Si ces institutions communales qui sortent naturellement de la civilisation slave, et qui, çà et là, se produisent avec une admirable vigueur, si ces heureuses municipalités faisaient partie d’un système politique plus parfait, et n’étaient pas dénaturées, en Russie surtout, par l’immixtion des principes de despotisme, de conquête ou d’aristocratie, elles porteraient les plus heureux fruits, elles donneraient aux sociétés slaves une originalité, une fécondité merveilleuses. Par malheur, il n’est au monde que la petite principauté de Serbie qui ait pu se constituer politiquement d’après ces principes de liberté et de démocratie : c’est le seul endroit où les traditions slaves aient pu se produire à peu près à leur aise ; mais ce n’est qu’une Slavie en miniature ; et partout ailleurs la commune slave, assez vivace pour avoir pu traverser bien des siècles et bien des régimes, gémit cependant sous le poids ou d’une souveraineté illimitée ou d’une conquête étrangère.
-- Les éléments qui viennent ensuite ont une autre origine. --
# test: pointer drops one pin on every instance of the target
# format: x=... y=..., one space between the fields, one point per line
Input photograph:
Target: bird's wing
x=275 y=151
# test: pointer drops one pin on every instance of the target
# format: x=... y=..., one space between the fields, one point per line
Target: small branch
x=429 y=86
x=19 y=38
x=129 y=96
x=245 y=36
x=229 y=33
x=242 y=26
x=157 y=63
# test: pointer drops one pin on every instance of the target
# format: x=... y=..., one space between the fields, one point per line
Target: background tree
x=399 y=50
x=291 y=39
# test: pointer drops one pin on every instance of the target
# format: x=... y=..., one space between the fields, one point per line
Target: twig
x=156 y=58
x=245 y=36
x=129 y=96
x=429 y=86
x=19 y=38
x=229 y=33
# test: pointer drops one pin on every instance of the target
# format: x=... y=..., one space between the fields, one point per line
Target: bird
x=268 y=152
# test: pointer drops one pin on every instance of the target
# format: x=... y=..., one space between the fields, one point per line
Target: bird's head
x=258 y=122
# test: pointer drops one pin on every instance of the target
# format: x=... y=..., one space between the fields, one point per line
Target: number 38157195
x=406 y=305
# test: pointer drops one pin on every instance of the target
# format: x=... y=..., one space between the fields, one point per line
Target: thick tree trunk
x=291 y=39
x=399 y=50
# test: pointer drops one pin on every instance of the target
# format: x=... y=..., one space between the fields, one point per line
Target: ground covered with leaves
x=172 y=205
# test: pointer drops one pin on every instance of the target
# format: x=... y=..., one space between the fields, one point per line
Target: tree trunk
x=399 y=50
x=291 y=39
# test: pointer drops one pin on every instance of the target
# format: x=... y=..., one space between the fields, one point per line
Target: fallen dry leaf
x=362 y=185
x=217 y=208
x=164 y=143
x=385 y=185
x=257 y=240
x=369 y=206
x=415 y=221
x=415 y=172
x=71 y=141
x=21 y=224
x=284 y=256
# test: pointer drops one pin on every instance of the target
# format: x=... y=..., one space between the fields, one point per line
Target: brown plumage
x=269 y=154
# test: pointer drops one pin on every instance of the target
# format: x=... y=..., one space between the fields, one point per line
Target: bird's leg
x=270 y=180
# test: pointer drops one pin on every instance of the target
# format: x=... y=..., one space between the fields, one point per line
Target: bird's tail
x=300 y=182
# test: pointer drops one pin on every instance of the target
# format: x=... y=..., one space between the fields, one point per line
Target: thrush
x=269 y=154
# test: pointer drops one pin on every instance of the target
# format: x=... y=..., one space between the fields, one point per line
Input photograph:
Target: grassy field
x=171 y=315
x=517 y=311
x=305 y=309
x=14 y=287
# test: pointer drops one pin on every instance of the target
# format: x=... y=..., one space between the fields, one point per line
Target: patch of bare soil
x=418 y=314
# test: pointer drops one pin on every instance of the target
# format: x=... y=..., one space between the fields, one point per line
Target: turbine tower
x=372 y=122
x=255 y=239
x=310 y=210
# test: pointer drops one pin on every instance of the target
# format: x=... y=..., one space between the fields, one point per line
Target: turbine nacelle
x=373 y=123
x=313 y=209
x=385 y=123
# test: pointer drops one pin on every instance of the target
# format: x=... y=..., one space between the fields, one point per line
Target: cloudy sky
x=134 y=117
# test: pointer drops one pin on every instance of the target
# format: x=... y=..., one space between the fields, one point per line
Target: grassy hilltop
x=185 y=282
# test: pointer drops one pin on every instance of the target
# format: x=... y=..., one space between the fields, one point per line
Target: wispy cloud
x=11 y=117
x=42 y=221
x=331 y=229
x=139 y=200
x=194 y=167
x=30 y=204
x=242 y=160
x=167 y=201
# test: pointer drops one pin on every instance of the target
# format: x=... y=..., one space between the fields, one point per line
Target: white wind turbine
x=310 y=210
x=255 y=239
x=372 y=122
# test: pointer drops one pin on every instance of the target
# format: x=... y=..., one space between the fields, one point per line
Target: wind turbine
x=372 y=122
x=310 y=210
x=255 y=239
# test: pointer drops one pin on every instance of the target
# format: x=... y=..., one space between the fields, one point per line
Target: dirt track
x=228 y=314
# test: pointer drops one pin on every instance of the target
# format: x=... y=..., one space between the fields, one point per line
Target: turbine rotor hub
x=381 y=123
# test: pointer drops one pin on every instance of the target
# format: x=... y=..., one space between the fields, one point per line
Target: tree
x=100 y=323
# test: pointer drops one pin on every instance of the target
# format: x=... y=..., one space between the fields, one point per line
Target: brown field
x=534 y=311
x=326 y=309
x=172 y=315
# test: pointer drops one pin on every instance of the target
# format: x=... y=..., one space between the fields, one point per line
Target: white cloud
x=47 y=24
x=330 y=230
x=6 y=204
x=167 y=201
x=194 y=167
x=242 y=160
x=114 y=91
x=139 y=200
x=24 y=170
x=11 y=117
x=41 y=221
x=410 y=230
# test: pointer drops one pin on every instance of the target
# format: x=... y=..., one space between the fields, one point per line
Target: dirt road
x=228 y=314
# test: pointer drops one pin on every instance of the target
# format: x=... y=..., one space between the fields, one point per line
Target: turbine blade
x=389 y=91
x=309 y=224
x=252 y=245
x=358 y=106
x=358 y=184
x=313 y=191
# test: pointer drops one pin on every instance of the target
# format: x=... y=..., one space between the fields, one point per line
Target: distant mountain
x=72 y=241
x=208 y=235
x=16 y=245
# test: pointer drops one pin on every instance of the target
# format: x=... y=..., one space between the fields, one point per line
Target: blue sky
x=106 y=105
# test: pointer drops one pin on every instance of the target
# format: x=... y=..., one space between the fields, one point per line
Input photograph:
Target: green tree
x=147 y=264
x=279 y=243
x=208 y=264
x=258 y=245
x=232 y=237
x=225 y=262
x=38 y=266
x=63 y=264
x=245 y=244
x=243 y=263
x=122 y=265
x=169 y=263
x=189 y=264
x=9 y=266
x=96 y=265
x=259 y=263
Quant à l’état slave, nulle part encore il n’a pu se constituer dans sa plénitude ; il n’existe pas dans la réalité ; nous sommes réduits à le chercher dans les livres. En revanche, les écrits des slavistes expriment à chaque page la pensée qui lui doit servir de fondement, la nationalité. Ce mot de nationalité offre matière à controverse. Pour éviter toute confusion, il faut distinguer deux sortes de nationalités : celles qui se sont formées par un développement historique, par l’immixtion et l’assimilation successive de plusieurs races, et celles qui résultent du développement libre d’une même race. L’unité de langue en est la marque distinctive. La nationalité ainsi comprise est, suivant les slavistes, le seul légitime fondement de l’état. Par là, ils menacent à la vérité toute agrégation de peuples basée sur le principe de la conquête, et, en ce sens, ils sont révolutionnaires. À ce principe de conquête ils en substituent toutefois un autre qui devient essentiellement conservateur, et qui rend à jamais impossibles de nouvelles guerres territoriales. Le jour, en effet, où l’Europe serait constituée sur ce principe de nationalité et de race, le malaise qui l’agite jusque dans ses entrailles disparaît, et fait place à une harmonie internationale nouvelle dans l’histoire de l’humanité.